Il nostro codice civile, all’art. 336 bis, disciplina l’ascolto del minore nei procedimenti nei quali devono essere adottati provvedimenti che lo riguardano.

Questo diritto dei figli è stato riconosciuto primariamente dalla Convenzione sui diritti del fanciullo, sottoscritta a New York il 20 novembre 1989 (e ratificata dall’Italia con la l. n. 176/1991), che ne sottolinea la necessità e l’importanza.

Viene previsto che il minore abbia il diritto ad esprimere liberamente la sua opinione sulle questioni che lo interessino, potendo essere ascoltato direttamente o tramite un rappresentante legale. L’ascolto non costituisce un mezzo di prova – infatti il minore non va interrogato e non può assumere la veste di testimone – ma è strumento con il quale il minore può esprimere le sue opinioni e di far emergere le sue volontà. Il tutto affinché il giudice possa prendere le decisioni nel suo primario interesse, che spesso si contrappone a quello dei genitori.
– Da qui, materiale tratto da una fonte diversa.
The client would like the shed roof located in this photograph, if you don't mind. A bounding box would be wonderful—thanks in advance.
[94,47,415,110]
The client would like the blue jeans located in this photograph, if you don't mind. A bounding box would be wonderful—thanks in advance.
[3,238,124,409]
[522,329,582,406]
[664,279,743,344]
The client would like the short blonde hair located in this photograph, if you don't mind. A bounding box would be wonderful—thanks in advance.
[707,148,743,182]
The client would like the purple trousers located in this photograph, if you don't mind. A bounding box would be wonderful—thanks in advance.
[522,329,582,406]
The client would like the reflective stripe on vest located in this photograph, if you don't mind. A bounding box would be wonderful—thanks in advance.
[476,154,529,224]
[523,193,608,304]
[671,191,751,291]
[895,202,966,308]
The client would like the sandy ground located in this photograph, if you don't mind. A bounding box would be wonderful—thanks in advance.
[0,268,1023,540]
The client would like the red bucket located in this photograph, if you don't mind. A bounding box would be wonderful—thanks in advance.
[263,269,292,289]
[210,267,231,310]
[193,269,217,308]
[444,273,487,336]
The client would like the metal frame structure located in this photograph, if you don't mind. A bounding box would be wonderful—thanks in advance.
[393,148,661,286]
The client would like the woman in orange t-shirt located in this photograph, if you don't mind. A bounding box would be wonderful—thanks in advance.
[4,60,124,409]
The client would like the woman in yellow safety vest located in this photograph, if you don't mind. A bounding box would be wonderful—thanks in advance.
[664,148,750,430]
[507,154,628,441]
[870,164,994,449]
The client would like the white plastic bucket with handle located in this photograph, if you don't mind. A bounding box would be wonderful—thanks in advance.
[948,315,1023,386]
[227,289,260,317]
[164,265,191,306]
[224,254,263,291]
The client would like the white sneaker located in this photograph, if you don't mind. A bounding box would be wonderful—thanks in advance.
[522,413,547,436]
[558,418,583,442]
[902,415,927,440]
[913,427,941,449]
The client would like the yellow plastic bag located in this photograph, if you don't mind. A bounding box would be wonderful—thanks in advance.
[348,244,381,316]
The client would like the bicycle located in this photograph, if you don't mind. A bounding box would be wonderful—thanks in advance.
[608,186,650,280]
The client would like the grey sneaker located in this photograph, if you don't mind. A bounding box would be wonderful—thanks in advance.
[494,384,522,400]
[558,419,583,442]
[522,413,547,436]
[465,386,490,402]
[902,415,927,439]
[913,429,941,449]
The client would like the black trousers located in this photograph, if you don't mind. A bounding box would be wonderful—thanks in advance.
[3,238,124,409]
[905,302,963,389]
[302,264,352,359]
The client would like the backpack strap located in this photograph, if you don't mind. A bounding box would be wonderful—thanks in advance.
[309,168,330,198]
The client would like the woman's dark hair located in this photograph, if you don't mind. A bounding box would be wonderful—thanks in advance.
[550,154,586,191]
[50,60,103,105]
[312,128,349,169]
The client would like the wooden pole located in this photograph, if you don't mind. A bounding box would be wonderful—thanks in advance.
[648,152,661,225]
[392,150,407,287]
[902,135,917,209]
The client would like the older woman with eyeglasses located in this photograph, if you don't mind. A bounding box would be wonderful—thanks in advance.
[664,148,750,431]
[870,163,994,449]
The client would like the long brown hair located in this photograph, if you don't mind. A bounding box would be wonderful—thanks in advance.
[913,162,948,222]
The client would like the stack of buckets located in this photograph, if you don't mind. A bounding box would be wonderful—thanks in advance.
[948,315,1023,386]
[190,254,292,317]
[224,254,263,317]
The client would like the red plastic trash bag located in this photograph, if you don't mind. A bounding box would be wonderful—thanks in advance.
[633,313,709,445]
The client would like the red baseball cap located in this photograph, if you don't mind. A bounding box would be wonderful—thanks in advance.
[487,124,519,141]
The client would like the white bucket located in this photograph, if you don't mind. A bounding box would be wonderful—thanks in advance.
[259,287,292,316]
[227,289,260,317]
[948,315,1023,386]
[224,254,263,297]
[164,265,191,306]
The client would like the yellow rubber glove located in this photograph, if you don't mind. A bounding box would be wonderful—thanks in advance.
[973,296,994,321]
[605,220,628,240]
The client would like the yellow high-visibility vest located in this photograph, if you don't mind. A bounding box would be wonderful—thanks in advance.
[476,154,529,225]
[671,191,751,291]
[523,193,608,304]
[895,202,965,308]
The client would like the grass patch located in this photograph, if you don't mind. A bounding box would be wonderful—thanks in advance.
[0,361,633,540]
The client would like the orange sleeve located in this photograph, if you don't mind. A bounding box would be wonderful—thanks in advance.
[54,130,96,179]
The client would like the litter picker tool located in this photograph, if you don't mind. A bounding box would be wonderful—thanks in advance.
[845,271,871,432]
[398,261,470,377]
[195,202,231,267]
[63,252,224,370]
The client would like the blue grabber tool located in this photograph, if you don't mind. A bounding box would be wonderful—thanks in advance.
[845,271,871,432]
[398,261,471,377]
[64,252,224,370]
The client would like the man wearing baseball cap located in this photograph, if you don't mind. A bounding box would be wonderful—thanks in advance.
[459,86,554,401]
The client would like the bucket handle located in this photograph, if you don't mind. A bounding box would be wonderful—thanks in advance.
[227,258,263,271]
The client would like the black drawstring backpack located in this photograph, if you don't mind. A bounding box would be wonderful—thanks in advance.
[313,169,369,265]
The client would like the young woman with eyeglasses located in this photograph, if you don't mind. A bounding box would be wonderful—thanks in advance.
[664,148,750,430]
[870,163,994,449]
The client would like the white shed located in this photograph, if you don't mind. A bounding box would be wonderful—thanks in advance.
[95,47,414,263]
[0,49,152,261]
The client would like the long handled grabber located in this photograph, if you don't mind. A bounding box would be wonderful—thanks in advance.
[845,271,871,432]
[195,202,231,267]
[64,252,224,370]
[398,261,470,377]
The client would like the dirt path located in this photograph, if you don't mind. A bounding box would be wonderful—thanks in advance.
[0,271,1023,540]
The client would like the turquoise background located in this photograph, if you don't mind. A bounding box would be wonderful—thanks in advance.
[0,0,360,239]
Infatti assicurare il diritto all’ascolto è importante per poter capire i bisogni del minore rispetto alla vicenda in cui è coinvolto, che principalmente riguarda l’affidamento e il diritto di visita dei genitori in procedimenti di separazione o divorzio. Vicende queste che producono conseguenze negative per i figli, che si trovano loro malgrado in mezzo al conflitto dei genitori, spesso aspro e doloroso.

La norma parla di minore che abbia compiuto dodici anni o, se di età inferiore, dotato di “capacità di discernimento”. Questa espressione non viene definita e rende necessaria una valutazione caso per caso; si ritiene che si tratti di capacità di saper scegliere, di operare valutazioni autonome e di comprendere cosa sia utile per se stessi.

Ascoltare il minore è un adempimento da effettuarsi a pena di nullità, a meno che il giudice non ritenga l’esame manifestamente superfluo o in contrasto con l’interesse del minore; è necessaria in tali casi specifica motivazione.